И он поведал ей о гигантских деревьях и кристально чистых источниках, о соленых озерцах и бобровых ручьях, о странных животных с огромными мохнатыми головами, о диковинной рыбе без чешуи и толстых куропатках, зовущих друг друга частым постукиванием по земле своим короткими крыльями…
Это был настоящий гимн дикой природе, и она даже почувствовала ревность.
— Но почему вы здесь, Усак?
— Из-за вас.
— Но в вашей волшебной стране ведь тоже есть женщины.
— Там нет богини древних саксов, — ответил он. — Там нет Остеры.
— Но что вы можете знать о саксонских богах и богинях? Таким вещам в лесу не учат… Мне говорили, что к западу от Терки-Айленда уже не встретить джентльмена. Я… Но расскажите мне о себе, Усак. Кто вы? Если мои отец и брат узнают, что я здесь, с вами, в темноте, они…
— Хм!
— Они бы тоже полюбили вас, Усак, если бы узнали!
Ланс открыл было рот, но ему вспомнилось холодное, осуждающее выражение ее лица на приеме у губернатора. Ланс Клейборн явно не понравился ей тогда.

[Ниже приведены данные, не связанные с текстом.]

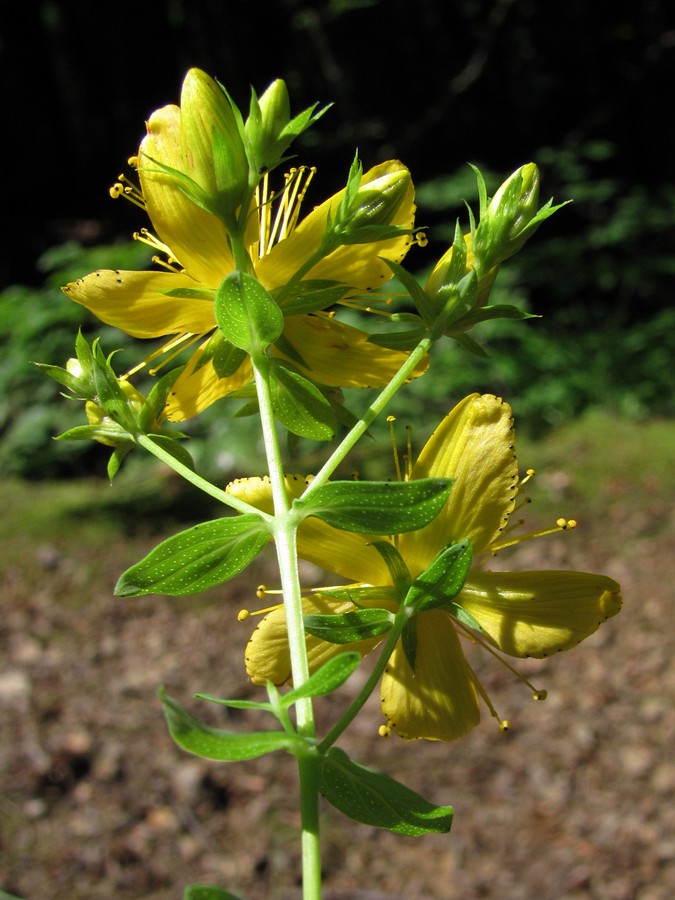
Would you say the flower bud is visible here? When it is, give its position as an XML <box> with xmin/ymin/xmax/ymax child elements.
<box><xmin>475</xmin><ymin>163</ymin><xmax>553</xmax><ymax>269</ymax></box>
<box><xmin>180</xmin><ymin>69</ymin><xmax>249</xmax><ymax>217</ymax></box>
<box><xmin>245</xmin><ymin>78</ymin><xmax>291</xmax><ymax>174</ymax></box>
<box><xmin>332</xmin><ymin>161</ymin><xmax>413</xmax><ymax>244</ymax></box>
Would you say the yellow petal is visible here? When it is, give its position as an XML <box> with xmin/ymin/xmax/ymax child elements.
<box><xmin>275</xmin><ymin>315</ymin><xmax>427</xmax><ymax>388</ymax></box>
<box><xmin>139</xmin><ymin>106</ymin><xmax>234</xmax><ymax>288</ymax></box>
<box><xmin>382</xmin><ymin>610</ymin><xmax>480</xmax><ymax>741</ymax></box>
<box><xmin>245</xmin><ymin>595</ymin><xmax>382</xmax><ymax>685</ymax></box>
<box><xmin>256</xmin><ymin>160</ymin><xmax>415</xmax><ymax>291</ymax></box>
<box><xmin>399</xmin><ymin>394</ymin><xmax>518</xmax><ymax>575</ymax></box>
<box><xmin>165</xmin><ymin>345</ymin><xmax>253</xmax><ymax>422</ymax></box>
<box><xmin>457</xmin><ymin>571</ymin><xmax>622</xmax><ymax>659</ymax></box>
<box><xmin>63</xmin><ymin>269</ymin><xmax>215</xmax><ymax>338</ymax></box>
<box><xmin>227</xmin><ymin>475</ymin><xmax>391</xmax><ymax>585</ymax></box>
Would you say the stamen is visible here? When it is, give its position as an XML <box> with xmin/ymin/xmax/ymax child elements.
<box><xmin>466</xmin><ymin>662</ymin><xmax>509</xmax><ymax>731</ymax></box>
<box><xmin>133</xmin><ymin>228</ymin><xmax>184</xmax><ymax>273</ymax></box>
<box><xmin>518</xmin><ymin>469</ymin><xmax>536</xmax><ymax>487</ymax></box>
<box><xmin>256</xmin><ymin>166</ymin><xmax>316</xmax><ymax>258</ymax></box>
<box><xmin>453</xmin><ymin>619</ymin><xmax>548</xmax><ymax>700</ymax></box>
<box><xmin>488</xmin><ymin>518</ymin><xmax>577</xmax><ymax>553</ymax></box>
<box><xmin>237</xmin><ymin>584</ymin><xmax>283</xmax><ymax>622</ymax></box>
<box><xmin>110</xmin><ymin>173</ymin><xmax>145</xmax><ymax>209</ymax></box>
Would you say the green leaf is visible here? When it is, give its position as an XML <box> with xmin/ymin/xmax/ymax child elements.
<box><xmin>270</xmin><ymin>359</ymin><xmax>336</xmax><ymax>441</ymax></box>
<box><xmin>158</xmin><ymin>688</ymin><xmax>305</xmax><ymax>762</ymax></box>
<box><xmin>383</xmin><ymin>259</ymin><xmax>438</xmax><ymax>325</ymax></box>
<box><xmin>321</xmin><ymin>747</ymin><xmax>453</xmax><ymax>837</ymax></box>
<box><xmin>293</xmin><ymin>478</ymin><xmax>453</xmax><ymax>534</ymax></box>
<box><xmin>214</xmin><ymin>271</ymin><xmax>284</xmax><ymax>353</ymax></box>
<box><xmin>401</xmin><ymin>619</ymin><xmax>417</xmax><ymax>672</ymax></box>
<box><xmin>404</xmin><ymin>541</ymin><xmax>473</xmax><ymax>613</ymax></box>
<box><xmin>281</xmin><ymin>652</ymin><xmax>361</xmax><ymax>708</ymax></box>
<box><xmin>277</xmin><ymin>279</ymin><xmax>349</xmax><ymax>316</ymax></box>
<box><xmin>182</xmin><ymin>884</ymin><xmax>241</xmax><ymax>900</ymax></box>
<box><xmin>303</xmin><ymin>609</ymin><xmax>394</xmax><ymax>644</ymax></box>
<box><xmin>115</xmin><ymin>514</ymin><xmax>269</xmax><ymax>597</ymax></box>
<box><xmin>368</xmin><ymin>328</ymin><xmax>428</xmax><ymax>350</ymax></box>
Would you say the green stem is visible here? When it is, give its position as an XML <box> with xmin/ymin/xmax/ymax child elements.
<box><xmin>136</xmin><ymin>434</ymin><xmax>272</xmax><ymax>522</ymax></box>
<box><xmin>318</xmin><ymin>609</ymin><xmax>410</xmax><ymax>754</ymax></box>
<box><xmin>252</xmin><ymin>355</ymin><xmax>321</xmax><ymax>900</ymax></box>
<box><xmin>303</xmin><ymin>337</ymin><xmax>433</xmax><ymax>499</ymax></box>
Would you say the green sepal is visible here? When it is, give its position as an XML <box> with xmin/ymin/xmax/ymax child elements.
<box><xmin>115</xmin><ymin>514</ymin><xmax>269</xmax><ymax>597</ymax></box>
<box><xmin>214</xmin><ymin>271</ymin><xmax>284</xmax><ymax>354</ymax></box>
<box><xmin>368</xmin><ymin>328</ymin><xmax>428</xmax><ymax>351</ymax></box>
<box><xmin>182</xmin><ymin>884</ymin><xmax>242</xmax><ymax>900</ymax></box>
<box><xmin>158</xmin><ymin>688</ymin><xmax>305</xmax><ymax>762</ymax></box>
<box><xmin>278</xmin><ymin>279</ymin><xmax>349</xmax><ymax>316</ymax></box>
<box><xmin>106</xmin><ymin>444</ymin><xmax>134</xmax><ymax>481</ymax></box>
<box><xmin>138</xmin><ymin>366</ymin><xmax>183</xmax><ymax>434</ymax></box>
<box><xmin>380</xmin><ymin>257</ymin><xmax>438</xmax><ymax>325</ymax></box>
<box><xmin>320</xmin><ymin>747</ymin><xmax>453</xmax><ymax>837</ymax></box>
<box><xmin>401</xmin><ymin>619</ymin><xmax>417</xmax><ymax>672</ymax></box>
<box><xmin>303</xmin><ymin>608</ymin><xmax>395</xmax><ymax>644</ymax></box>
<box><xmin>270</xmin><ymin>359</ymin><xmax>337</xmax><ymax>441</ymax></box>
<box><xmin>404</xmin><ymin>540</ymin><xmax>473</xmax><ymax>613</ymax></box>
<box><xmin>293</xmin><ymin>478</ymin><xmax>453</xmax><ymax>534</ymax></box>
<box><xmin>33</xmin><ymin>330</ymin><xmax>98</xmax><ymax>400</ymax></box>
<box><xmin>372</xmin><ymin>541</ymin><xmax>410</xmax><ymax>594</ymax></box>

— Усак! Так вы не скажете мне? Вы прячете лицо… У вас есть другая… одежда, Усак? Где вы живете? Где спите? У вас нет даже сорочки, лишь эта кожаная куртка… Вы молчите? Я так беспокоилась. Вы убежали от меня на пристани, да и в прошлую нашу встречу… Пожалуйста, ответьте… Не хотите? Не знаю, почему вы нравитесь мне. Возможно, по той же самой причине, почему я люблю эту дикую землю больше шумных городов на побережье. Вы, как сама Виргиния, могучий и спокойный. В Лондоне меня с ума сводил колокольный звон, стук телег и карет по мостовой, крики разносчиков… В Лондоне так грязно! Вам бы там не понравилось, Усак.
— Вы видели короля Карла?
— Да, дважды. Память о прошлых лишениях сделала из него страстного сластолюбца, и, говорят, он мало что знает о Виргинии. Король спрашивал меня о колонии, но не слушал ответов. Уверена, он просто полагал, что именно так должен вести себя вежливый монарх с неразумной школьницей. Его величество даже предположил, что у моего отца, должно быть, очень много детей, раз он рискнул послать меня в столь опасное путешествие через океан. «Нет, — ответила я, — просто он предпочитает, чтобы его единственная дочь получила достойное образование, а не росла как сорная трава на бескрайних виргинских пастбищах…».
— Вам нравятся виргинцы?
— Не все. Десять дней назад, на ярмарке, я видела еще одного белого в индейской одежде. Он был так грязен и оборван, просто ужасно!
Ее окликнули из дома.
— Мне пора, Усак…
Он молча поцеловал ей руку.
— Вы еще придете?
— Если ваш отец не пристрелит меня.
Она нахмурила брови и сказала:
— Не надо так говорить, Усак. Вы пугаете меня. Когда вы придете? Да, вот, возьмите… — И она протянула ему маленький кожаный мешочек.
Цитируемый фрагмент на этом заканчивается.